The Science of Training: Deltoids

by Josh Bryant and Joe Giandonato

Surget Nubret had amazing shoulder development.

The metaphorical armor of a great physique is capped with a pair of cannonball delts.

Beyond aesthetics, strong, well-developed shoulders are an insurance policy for contact and combat sport athletes while offering both performance and injury-prevention benefits in sports ranging from Kushti to cricket to powerlifting! 

Initially, incremental progressive overload via basic exercises cuts the mustard, but eventually the spigot of newbie gains drips to a halt, propelling intermediate lifters into a continuum of rep ranges — rollercoasting from high to low — and more fancy exercises than Wilt Chamberlain has lovers. Unfortunately, the result is painful impingement, plunging pressing power, and becoming acquainted with the canvas in the backyard boxing brawls at the local mobile home turned afterhours sake house!

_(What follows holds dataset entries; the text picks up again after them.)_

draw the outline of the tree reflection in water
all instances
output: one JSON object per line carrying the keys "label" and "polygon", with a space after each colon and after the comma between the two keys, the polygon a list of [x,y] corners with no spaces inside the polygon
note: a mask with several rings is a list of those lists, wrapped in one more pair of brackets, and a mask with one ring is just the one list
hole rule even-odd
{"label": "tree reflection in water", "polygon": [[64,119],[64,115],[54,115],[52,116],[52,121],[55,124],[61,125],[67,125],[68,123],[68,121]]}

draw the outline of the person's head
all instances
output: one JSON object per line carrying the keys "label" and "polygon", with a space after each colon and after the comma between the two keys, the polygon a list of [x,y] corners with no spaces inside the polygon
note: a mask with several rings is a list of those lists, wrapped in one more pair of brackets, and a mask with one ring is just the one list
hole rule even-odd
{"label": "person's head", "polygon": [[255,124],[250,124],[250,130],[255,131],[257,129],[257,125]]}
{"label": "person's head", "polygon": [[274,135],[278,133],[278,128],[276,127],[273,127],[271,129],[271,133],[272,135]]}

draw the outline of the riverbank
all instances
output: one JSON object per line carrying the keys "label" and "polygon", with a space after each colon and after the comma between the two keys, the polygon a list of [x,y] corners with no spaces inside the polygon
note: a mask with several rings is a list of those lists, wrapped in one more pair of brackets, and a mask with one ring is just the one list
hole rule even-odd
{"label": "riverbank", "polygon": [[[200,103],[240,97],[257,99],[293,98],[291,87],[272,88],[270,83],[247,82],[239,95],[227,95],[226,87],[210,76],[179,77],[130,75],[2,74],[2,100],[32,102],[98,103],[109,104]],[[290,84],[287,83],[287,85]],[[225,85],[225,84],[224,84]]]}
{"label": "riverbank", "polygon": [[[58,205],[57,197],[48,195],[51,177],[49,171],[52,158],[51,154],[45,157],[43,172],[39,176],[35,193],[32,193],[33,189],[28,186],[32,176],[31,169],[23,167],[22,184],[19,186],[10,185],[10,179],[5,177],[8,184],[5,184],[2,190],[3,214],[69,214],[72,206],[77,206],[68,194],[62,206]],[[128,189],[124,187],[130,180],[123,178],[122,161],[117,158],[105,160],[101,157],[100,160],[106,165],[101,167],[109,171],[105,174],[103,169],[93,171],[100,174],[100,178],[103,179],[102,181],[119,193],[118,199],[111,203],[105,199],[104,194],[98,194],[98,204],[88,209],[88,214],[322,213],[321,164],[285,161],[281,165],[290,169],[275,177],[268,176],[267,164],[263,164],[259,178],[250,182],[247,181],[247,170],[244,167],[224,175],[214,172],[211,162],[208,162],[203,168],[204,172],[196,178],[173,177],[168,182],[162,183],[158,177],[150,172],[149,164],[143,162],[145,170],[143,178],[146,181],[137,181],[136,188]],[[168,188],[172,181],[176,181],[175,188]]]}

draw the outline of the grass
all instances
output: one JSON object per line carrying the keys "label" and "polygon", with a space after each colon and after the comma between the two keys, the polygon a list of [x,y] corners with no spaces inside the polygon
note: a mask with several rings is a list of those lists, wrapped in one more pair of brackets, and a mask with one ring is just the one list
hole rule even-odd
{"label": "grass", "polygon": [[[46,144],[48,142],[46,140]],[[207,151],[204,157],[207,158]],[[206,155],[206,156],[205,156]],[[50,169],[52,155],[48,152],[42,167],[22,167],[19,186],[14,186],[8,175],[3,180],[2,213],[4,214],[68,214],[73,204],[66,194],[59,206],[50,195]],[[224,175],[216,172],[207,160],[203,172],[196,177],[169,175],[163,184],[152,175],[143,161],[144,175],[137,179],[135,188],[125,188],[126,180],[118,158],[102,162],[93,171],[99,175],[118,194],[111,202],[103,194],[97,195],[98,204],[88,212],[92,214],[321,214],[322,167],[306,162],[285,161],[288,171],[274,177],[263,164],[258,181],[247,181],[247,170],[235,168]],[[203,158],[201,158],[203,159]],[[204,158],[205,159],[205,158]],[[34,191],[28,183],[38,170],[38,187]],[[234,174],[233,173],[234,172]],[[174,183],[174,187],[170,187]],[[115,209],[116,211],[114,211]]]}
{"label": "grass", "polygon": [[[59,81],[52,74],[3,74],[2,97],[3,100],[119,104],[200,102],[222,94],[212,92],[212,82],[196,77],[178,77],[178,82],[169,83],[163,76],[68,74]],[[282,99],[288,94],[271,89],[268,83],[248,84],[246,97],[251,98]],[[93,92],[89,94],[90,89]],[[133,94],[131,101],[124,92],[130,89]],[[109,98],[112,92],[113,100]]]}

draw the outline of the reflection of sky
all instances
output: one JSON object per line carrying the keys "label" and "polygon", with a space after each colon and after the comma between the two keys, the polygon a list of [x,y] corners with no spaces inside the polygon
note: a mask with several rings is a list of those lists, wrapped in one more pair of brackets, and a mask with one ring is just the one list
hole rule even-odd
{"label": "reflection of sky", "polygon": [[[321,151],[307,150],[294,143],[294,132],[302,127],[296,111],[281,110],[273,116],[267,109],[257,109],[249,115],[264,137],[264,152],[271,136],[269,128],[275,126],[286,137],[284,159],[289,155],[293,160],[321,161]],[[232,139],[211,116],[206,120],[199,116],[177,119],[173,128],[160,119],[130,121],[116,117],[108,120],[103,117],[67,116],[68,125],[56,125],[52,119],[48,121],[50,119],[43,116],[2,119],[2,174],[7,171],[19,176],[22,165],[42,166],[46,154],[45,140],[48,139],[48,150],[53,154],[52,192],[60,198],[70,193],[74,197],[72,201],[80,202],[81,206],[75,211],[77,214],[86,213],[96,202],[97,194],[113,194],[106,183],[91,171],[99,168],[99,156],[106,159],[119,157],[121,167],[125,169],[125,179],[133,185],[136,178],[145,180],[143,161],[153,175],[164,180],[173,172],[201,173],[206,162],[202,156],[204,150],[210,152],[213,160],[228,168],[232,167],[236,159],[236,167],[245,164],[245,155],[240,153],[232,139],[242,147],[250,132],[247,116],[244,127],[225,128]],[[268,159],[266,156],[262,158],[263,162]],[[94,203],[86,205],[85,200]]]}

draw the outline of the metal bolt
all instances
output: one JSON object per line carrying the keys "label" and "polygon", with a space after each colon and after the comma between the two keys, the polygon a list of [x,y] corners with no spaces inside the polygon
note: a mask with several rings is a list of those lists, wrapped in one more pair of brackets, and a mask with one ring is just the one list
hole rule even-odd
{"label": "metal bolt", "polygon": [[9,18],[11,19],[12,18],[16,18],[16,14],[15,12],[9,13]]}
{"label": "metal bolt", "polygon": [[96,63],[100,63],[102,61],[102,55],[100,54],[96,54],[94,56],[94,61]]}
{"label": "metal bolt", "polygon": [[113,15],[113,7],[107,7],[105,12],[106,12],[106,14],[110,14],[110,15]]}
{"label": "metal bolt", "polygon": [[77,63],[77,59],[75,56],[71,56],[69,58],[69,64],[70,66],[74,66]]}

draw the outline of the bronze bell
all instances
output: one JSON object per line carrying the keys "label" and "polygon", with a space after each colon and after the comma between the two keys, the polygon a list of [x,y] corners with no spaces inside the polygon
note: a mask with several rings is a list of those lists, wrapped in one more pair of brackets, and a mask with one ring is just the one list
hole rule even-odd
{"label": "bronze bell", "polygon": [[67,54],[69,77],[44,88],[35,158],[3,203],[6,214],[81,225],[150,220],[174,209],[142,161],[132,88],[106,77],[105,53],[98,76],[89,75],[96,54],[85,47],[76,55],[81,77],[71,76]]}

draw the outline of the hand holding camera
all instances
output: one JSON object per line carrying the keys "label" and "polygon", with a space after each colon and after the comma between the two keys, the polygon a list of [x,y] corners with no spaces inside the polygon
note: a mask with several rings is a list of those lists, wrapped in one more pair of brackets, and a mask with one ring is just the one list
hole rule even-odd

Information is at an all-time high and beyond elite-lifting circles, results do not reflect this. 

We are going to show you how to optimize size, strength, and the function of your shoulders.


The shoulder girdle serves as the foundation of the upper body and is comprised of four interdependent joints — glenohumeral, acromioclavicular, sternoclavicular, and scapulothoracic — which work in concert to articulate, or move the shoulder.

Poor alignment of these joints, often the result of a lack of stability and motor control of attaching muscles, structural abnormalities or deformities, or ligamentous laxity, will contribute to dysfunction and pain, therefore, some of the exercises, while boasting superiority in electromyographical studies in targeting specific aspects of the deltoid musculature may not work for you!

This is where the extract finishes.